Tonight there are 2 auctions on eBay that can be found by searching for "mini 3 rooted". [I have no connections with the auction lister other than plant species interests.] One group of plants looks like a Calcareum? and the other a Marmoreum??
There are thousands of hybrids out there. Usually when I see stuff on line I try to ask the seller where it came from to get a clue to the breeder. The site from Squaw Mountain helps also with id. RJ
Hm, being a sempervivum crazy woman myself I can only say once you got a semp without name, it stays this way for good. Identification is impossible, there are more than four thousand cultivars ... I myself have more than 1.000 diffrenet plants and always looking for exchage ,,,
I've always wondered, with so many cultivars, how is one sure that their "new" variety is not virtually identical to any number of those already named? No one could possibly keep them all straight. With even 40 some-odd varieties, I have a hard time remembering them all just by sight, without looking at the tag. Their summertime appearance seems to be the one which stands out in my mind as "the" way any certain cultivar should look, but some are just so variable throughout the rest of the year. Sometimes one variety in one season looks exactly like another at a different time of year, some look very similar to each other during one season, and dramatically different the next.

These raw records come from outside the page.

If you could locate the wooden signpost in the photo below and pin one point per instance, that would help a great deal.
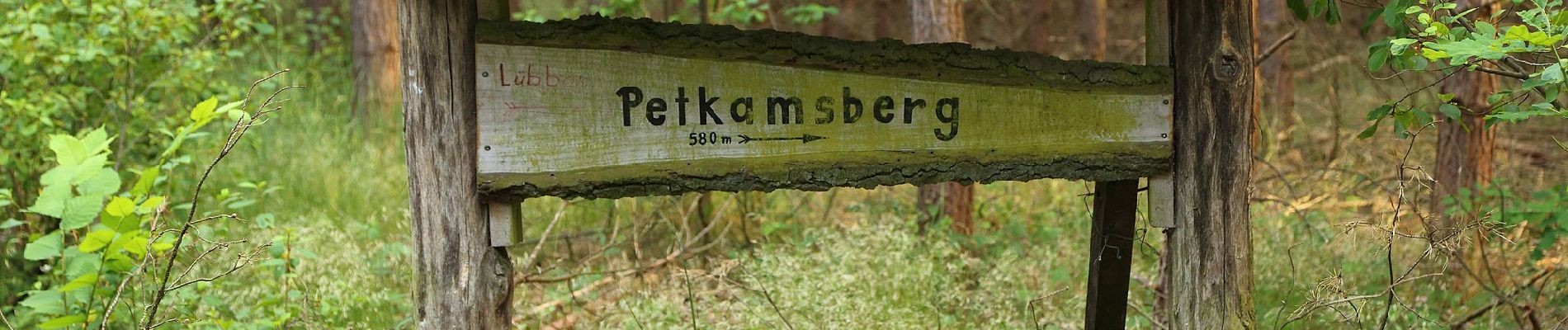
(615, 108)
(501, 111)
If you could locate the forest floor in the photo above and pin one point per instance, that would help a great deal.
(852, 258)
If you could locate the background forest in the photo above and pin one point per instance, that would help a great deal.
(240, 165)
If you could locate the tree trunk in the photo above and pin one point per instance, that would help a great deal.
(1465, 155)
(375, 55)
(461, 280)
(1092, 17)
(320, 10)
(1211, 246)
(942, 21)
(1273, 74)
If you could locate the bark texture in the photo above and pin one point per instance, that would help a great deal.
(1092, 17)
(942, 21)
(375, 55)
(1211, 246)
(463, 282)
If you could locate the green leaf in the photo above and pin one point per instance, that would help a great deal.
(52, 202)
(104, 183)
(1449, 110)
(1395, 13)
(1366, 26)
(1299, 8)
(96, 141)
(85, 280)
(135, 244)
(45, 302)
(120, 207)
(1397, 45)
(96, 239)
(123, 224)
(231, 108)
(1380, 111)
(144, 182)
(80, 211)
(204, 110)
(1369, 132)
(149, 205)
(68, 149)
(63, 321)
(45, 248)
(1487, 30)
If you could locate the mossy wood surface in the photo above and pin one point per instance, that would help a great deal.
(616, 106)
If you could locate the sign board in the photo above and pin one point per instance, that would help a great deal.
(615, 120)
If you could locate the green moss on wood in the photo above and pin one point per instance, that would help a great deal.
(819, 172)
(951, 61)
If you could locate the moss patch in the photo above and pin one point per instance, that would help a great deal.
(951, 61)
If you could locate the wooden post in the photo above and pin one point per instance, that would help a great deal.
(463, 282)
(1162, 188)
(1211, 246)
(1111, 254)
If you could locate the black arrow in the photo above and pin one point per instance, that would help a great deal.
(803, 138)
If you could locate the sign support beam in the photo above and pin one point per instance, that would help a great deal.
(1211, 246)
(1111, 254)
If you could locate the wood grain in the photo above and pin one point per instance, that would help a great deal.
(1211, 246)
(1111, 254)
(461, 280)
(552, 120)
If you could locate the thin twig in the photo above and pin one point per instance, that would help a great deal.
(1277, 45)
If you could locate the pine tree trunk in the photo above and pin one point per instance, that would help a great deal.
(942, 21)
(1465, 157)
(375, 55)
(1092, 16)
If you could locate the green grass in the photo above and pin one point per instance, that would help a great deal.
(847, 258)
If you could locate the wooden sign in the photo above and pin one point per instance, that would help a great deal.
(640, 108)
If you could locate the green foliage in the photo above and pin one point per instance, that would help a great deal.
(862, 277)
(1319, 8)
(1543, 210)
(76, 64)
(1520, 43)
(810, 13)
(102, 233)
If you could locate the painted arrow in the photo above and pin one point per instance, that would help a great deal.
(803, 138)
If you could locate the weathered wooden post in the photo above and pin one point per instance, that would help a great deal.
(461, 280)
(1211, 246)
(1111, 254)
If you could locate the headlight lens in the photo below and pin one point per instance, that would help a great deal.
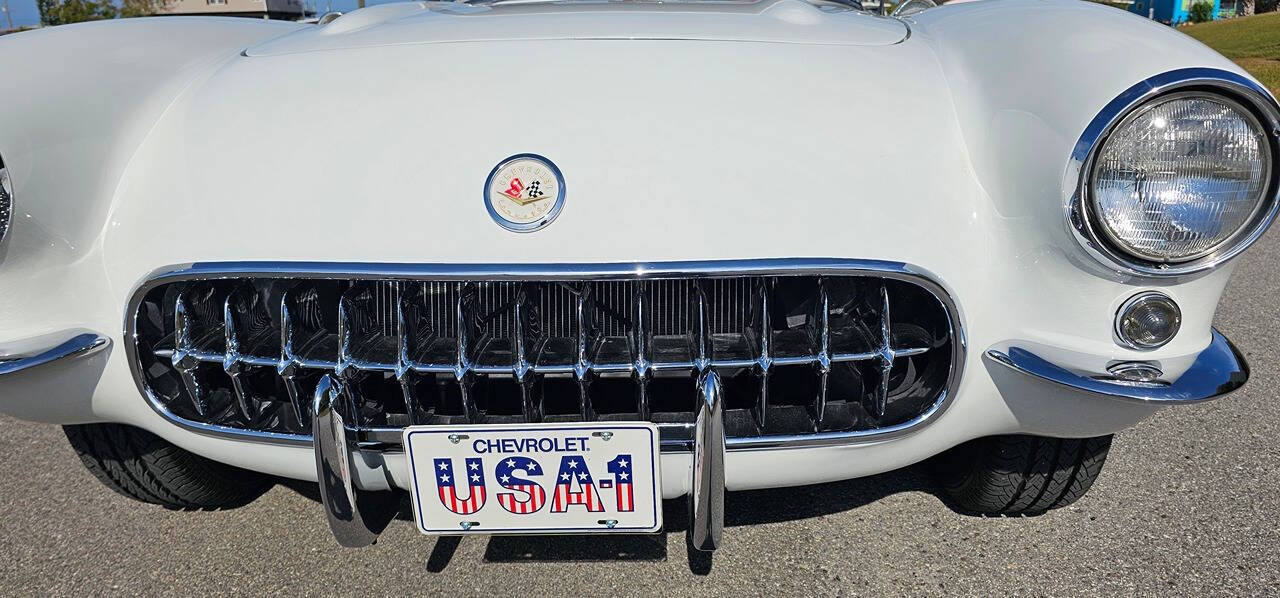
(5, 200)
(1180, 177)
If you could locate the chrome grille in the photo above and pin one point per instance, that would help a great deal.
(828, 350)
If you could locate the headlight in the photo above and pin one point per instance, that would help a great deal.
(5, 200)
(1182, 177)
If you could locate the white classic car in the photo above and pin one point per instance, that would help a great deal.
(538, 265)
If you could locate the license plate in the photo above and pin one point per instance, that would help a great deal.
(535, 478)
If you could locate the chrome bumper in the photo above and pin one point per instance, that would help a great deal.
(1217, 370)
(51, 378)
(19, 356)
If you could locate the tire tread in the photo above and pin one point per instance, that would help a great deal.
(1020, 474)
(144, 466)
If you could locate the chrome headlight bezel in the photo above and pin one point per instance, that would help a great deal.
(1223, 86)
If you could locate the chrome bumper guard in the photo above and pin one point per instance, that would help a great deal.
(356, 517)
(1217, 370)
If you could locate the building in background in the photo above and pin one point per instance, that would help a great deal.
(1170, 12)
(265, 9)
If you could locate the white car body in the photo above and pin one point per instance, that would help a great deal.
(688, 132)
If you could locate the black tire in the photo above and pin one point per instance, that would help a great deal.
(1020, 474)
(144, 466)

Does anyone have any suggestions for any cultivars which are so dramatically different from most others, in all seasons, that they are easily identified even with lost tags? Other than the common tectorum, Cleveland Morgan is one of the few that come to mind for me.
Not to mention all the fuzz wrongly written names of cultivars have made ... And not forgetting all the troubles wrongly named plant can made to several collections ... I regullary check photos from the web pages and compare my plants to them, AND HAVE ALREADY FOUND TWO WRONGLY NAMED CULTIVARS! Now I got this idea to swap cultivars I already have with other growers to see, if they are identical.